原田 本当は恋愛関係になりたいけど、勇気がなくてなれない。でも、まあ、友達の関係のままでいいかという感じなのかなって思います。

小林 “恋愛の入り口に/気づかない方が僕たちらしい”っていう歌詞とか、すごく“まあ、いいか”感が出てるなって思います。

原田 “曖昧なままで So cool!”って言ってるからね(笑)。

小林 いろんなことを、“まあ、いいか”って言ってるような。

原田 改めてじっくり歌詞を読むと、行き着く先は“まあ、いいか”じゃない?(笑)

小林 あはは。たしかにそうだね。

原田 恋愛でも友達でも人生でも何においても、聴いてくださった方がそれぞれ好きって思えるように解釈してもらえたら嬉しいなって思います。

お2人はすごく悩んだり落ち込んだりしたときはどうやって克服してます?

原田 食べて、YouTubeを観て、寝ます。好きなものは……アイスをいっぱい買ってきて、かわいい女の子が好きなので、そういうYouTubeやファッション雑誌を見て、全部、忘れて、寝ます。そしたら、“まあ、いいか”ってなってます(笑)。

小林 私はこの曲みたいに、その出来事をちょっとずつ軽く考えるようにしてますね。そうすると気持ちがラクになるし、結構、この歌詞と似ている部分があると思います。

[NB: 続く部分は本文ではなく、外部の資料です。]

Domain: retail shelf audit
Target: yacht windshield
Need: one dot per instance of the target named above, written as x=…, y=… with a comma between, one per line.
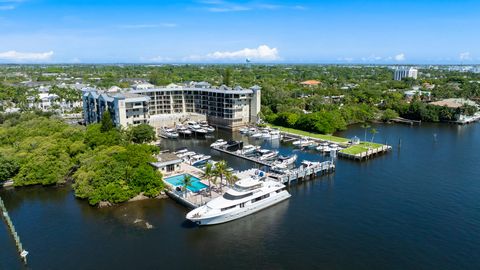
x=229, y=196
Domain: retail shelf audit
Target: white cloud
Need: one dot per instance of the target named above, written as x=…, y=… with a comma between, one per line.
x=7, y=7
x=159, y=59
x=465, y=56
x=139, y=26
x=262, y=52
x=399, y=57
x=227, y=6
x=25, y=56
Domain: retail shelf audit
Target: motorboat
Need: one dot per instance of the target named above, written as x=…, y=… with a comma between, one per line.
x=303, y=142
x=198, y=159
x=247, y=196
x=181, y=150
x=183, y=130
x=233, y=145
x=257, y=135
x=269, y=155
x=186, y=155
x=168, y=133
x=286, y=160
x=248, y=149
x=218, y=143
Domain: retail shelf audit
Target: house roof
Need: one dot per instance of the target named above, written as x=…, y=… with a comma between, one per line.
x=453, y=102
x=310, y=82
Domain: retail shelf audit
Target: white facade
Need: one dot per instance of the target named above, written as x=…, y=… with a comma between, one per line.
x=405, y=73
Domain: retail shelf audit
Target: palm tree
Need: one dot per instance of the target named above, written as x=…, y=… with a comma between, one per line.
x=373, y=132
x=231, y=178
x=221, y=170
x=365, y=126
x=187, y=182
x=209, y=174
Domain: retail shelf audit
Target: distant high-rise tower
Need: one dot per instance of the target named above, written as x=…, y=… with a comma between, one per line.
x=405, y=73
x=248, y=61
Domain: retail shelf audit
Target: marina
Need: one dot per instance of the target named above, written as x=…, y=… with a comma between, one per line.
x=357, y=212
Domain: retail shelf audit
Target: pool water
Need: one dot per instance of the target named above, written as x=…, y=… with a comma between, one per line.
x=177, y=181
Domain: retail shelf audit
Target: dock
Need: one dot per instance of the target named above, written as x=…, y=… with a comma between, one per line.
x=406, y=121
x=21, y=252
x=297, y=174
x=252, y=159
x=369, y=153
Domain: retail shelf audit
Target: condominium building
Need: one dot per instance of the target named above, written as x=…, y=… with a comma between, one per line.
x=125, y=108
x=175, y=103
x=405, y=73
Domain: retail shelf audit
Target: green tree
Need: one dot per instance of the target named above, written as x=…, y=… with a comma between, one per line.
x=186, y=182
x=365, y=127
x=8, y=168
x=107, y=123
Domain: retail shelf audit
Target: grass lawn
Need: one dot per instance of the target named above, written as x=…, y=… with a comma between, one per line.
x=360, y=148
x=313, y=135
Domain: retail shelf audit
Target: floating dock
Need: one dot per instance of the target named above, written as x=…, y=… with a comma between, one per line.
x=21, y=252
x=252, y=159
x=370, y=153
x=406, y=121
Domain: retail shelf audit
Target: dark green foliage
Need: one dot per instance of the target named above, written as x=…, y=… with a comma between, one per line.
x=8, y=168
x=107, y=123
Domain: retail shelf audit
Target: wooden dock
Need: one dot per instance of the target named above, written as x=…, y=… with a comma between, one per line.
x=406, y=121
x=370, y=153
x=21, y=252
x=252, y=159
x=300, y=173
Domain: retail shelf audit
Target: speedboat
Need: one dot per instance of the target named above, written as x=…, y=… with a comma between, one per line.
x=184, y=131
x=247, y=196
x=186, y=155
x=218, y=143
x=257, y=135
x=303, y=142
x=198, y=159
x=269, y=155
x=168, y=133
x=286, y=160
x=248, y=149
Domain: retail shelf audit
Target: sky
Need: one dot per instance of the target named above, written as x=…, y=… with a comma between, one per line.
x=218, y=31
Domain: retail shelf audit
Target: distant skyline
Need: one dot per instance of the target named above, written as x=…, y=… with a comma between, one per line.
x=216, y=31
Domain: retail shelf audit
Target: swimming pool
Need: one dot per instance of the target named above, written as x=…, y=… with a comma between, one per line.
x=177, y=181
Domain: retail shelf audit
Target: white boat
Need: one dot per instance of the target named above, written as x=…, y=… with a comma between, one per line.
x=168, y=133
x=198, y=159
x=218, y=143
x=303, y=142
x=243, y=130
x=269, y=155
x=257, y=135
x=247, y=196
x=186, y=155
x=248, y=149
x=288, y=160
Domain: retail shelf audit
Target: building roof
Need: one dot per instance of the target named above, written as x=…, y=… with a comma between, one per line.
x=454, y=102
x=310, y=82
x=165, y=159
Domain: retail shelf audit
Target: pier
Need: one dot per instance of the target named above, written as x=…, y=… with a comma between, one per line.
x=252, y=159
x=21, y=252
x=406, y=121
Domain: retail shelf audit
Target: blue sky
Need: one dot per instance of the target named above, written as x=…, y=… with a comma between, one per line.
x=342, y=31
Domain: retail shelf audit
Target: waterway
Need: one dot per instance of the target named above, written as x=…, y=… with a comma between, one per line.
x=416, y=207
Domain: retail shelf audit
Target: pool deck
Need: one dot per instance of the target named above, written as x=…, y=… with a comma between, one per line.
x=192, y=199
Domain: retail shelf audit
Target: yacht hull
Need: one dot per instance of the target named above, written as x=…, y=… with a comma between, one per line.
x=240, y=212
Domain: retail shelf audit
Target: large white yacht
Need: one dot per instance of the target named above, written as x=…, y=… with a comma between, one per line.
x=246, y=197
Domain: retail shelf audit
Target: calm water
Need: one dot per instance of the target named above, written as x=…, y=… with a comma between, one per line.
x=415, y=208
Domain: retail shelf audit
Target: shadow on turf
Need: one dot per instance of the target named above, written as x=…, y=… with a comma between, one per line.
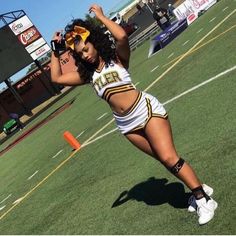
x=156, y=192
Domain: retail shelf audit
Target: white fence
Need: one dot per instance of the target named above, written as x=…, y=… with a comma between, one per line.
x=138, y=39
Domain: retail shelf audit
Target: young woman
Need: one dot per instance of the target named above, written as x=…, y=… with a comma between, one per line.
x=139, y=116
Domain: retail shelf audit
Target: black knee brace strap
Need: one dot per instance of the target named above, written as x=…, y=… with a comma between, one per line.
x=177, y=167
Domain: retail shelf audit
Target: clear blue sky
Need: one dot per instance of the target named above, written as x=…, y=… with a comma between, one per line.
x=51, y=15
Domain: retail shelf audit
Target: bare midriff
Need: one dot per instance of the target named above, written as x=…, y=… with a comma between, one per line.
x=121, y=102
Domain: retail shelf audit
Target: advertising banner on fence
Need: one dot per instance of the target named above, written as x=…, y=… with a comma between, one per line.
x=30, y=37
x=190, y=9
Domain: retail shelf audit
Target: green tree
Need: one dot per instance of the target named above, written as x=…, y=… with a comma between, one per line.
x=93, y=20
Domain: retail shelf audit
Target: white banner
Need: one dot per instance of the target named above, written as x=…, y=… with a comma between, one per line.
x=190, y=8
x=20, y=25
x=39, y=52
x=35, y=45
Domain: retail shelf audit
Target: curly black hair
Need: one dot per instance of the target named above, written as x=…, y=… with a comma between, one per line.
x=102, y=43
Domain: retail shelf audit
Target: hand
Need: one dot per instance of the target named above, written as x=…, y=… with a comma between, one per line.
x=97, y=10
x=57, y=36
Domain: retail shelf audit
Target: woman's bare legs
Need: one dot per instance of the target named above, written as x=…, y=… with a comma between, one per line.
x=156, y=140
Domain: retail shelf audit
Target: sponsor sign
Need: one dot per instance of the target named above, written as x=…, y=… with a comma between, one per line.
x=28, y=36
x=35, y=45
x=20, y=25
x=40, y=51
x=189, y=9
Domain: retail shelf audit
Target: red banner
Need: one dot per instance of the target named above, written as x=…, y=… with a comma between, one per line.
x=28, y=36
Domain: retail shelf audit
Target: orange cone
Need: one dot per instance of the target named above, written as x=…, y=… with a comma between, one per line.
x=71, y=140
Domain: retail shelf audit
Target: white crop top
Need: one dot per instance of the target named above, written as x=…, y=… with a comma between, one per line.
x=110, y=80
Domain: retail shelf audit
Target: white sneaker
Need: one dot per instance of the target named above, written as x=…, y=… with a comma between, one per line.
x=192, y=200
x=205, y=210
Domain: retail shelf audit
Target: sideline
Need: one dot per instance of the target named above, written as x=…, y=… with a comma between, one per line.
x=74, y=152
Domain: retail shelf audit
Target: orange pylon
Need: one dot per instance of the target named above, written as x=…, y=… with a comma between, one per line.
x=71, y=140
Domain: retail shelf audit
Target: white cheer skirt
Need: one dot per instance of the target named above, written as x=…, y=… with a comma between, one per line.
x=144, y=108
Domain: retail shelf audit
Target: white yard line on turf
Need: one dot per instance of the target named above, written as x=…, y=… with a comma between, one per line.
x=212, y=19
x=225, y=8
x=80, y=134
x=5, y=198
x=199, y=30
x=99, y=137
x=154, y=68
x=185, y=43
x=171, y=55
x=1, y=208
x=200, y=85
x=58, y=153
x=171, y=100
x=33, y=175
x=100, y=117
x=18, y=200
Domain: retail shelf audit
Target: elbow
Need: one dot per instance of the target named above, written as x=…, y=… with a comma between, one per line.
x=54, y=79
x=123, y=37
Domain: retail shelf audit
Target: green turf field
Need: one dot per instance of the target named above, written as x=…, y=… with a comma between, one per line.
x=110, y=187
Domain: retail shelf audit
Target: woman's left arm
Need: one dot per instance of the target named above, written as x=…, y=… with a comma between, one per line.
x=122, y=42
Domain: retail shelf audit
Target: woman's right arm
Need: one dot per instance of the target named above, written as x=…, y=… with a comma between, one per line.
x=70, y=78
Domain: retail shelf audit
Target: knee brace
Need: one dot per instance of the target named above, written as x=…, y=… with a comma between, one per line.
x=177, y=167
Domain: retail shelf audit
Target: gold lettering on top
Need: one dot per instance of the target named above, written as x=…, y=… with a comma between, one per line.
x=106, y=78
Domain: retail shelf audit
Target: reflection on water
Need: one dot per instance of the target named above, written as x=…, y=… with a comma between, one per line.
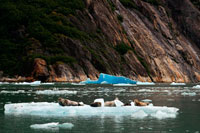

今回は歌も肩の力が抜けるようなアプローチになってると思うんですが、レコーディングにはどんな気持ちで臨みました?

原田 自分自身があまり歌に自信がないので(苦笑)、うまく歌おうとかっていうことより、自分の中で楽しんで歌おうと思ってました。私自身は歌うのが好きなので、とにかく楽しんで、感情を込めて歌ってました。

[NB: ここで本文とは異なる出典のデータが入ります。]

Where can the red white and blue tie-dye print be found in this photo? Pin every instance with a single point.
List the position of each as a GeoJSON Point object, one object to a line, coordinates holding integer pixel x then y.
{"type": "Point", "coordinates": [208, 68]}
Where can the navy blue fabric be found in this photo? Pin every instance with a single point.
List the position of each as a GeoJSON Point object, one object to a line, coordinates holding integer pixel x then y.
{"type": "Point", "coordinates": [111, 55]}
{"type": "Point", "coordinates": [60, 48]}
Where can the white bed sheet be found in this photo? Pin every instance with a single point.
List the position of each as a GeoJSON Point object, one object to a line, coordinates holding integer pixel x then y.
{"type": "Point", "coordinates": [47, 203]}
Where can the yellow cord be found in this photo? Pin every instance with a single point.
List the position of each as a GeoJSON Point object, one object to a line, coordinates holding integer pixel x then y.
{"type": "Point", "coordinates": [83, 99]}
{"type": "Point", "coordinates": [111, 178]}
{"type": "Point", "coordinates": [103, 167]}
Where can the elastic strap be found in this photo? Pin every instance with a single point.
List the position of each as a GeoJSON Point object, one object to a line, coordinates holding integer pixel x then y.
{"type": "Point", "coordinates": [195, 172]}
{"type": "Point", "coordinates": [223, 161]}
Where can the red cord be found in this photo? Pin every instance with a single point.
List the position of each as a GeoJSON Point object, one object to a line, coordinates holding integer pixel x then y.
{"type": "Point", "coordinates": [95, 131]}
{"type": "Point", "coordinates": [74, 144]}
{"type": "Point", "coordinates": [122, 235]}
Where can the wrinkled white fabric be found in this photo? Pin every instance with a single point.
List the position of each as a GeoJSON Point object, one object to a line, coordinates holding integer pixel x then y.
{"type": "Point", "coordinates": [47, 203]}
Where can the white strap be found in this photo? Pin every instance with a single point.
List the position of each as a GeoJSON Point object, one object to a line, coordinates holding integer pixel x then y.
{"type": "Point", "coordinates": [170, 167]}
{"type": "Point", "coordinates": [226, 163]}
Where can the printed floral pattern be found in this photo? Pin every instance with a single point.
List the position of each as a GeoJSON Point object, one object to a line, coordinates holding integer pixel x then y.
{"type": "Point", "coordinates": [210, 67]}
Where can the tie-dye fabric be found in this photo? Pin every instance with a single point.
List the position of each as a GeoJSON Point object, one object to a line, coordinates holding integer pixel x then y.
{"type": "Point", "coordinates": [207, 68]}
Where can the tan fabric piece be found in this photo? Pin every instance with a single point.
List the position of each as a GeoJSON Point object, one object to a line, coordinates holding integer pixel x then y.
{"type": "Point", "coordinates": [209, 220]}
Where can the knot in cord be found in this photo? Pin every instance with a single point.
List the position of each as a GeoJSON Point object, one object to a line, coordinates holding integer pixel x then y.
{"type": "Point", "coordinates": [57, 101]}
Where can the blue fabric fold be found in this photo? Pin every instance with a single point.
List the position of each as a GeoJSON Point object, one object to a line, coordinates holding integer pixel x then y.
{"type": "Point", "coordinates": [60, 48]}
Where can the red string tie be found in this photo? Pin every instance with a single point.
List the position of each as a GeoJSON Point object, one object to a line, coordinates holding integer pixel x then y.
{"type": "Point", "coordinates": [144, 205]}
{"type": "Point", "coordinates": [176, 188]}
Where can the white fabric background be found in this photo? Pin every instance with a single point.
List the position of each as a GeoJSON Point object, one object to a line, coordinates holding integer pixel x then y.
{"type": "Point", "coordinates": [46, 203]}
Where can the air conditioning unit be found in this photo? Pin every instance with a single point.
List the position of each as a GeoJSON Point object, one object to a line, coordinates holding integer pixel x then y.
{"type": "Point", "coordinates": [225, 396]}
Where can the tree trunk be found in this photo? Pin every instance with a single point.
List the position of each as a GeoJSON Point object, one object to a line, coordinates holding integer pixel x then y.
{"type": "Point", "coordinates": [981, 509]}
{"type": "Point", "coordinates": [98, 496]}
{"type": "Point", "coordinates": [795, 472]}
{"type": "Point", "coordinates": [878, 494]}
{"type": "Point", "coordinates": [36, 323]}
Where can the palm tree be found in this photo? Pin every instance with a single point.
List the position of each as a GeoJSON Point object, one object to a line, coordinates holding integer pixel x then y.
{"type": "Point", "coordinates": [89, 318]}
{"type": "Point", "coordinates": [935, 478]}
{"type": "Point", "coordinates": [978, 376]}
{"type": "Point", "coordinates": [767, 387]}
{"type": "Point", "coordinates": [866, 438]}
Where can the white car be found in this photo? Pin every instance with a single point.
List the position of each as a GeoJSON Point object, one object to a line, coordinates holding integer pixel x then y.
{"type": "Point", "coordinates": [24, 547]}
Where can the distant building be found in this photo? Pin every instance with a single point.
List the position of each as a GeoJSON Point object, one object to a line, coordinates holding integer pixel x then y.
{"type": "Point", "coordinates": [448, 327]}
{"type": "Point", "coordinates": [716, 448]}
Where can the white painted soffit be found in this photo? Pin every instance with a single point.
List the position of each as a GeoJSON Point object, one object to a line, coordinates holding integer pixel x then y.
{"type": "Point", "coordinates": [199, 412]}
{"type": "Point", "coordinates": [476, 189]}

小林 今までの曲よりは軽い感じで歌えたかなって思います。曲自体がすごく明るいので、そこに身を任せて歌った感じがあります。

“Ho!”とか“Yeah!”とか、いわゆるガヤも入ってます。

原田 そこもみんなでやったんですけど、最初は自分たちのテンション感で自由にやりすぎてしまったら、タイミングがバラバラになって合わなくて、「もうちょっと揃えて」って言われました(笑)。でも、それぞれ楽しんで、はっちゃけてやってましたね。

小林 “That’s the way”の部分は、ちょっと恥ずかしかったですね。ライヴとかならいいんですけど、レコーディングのときは歌を収録するっていう真面目な雰囲気だったので(苦笑)。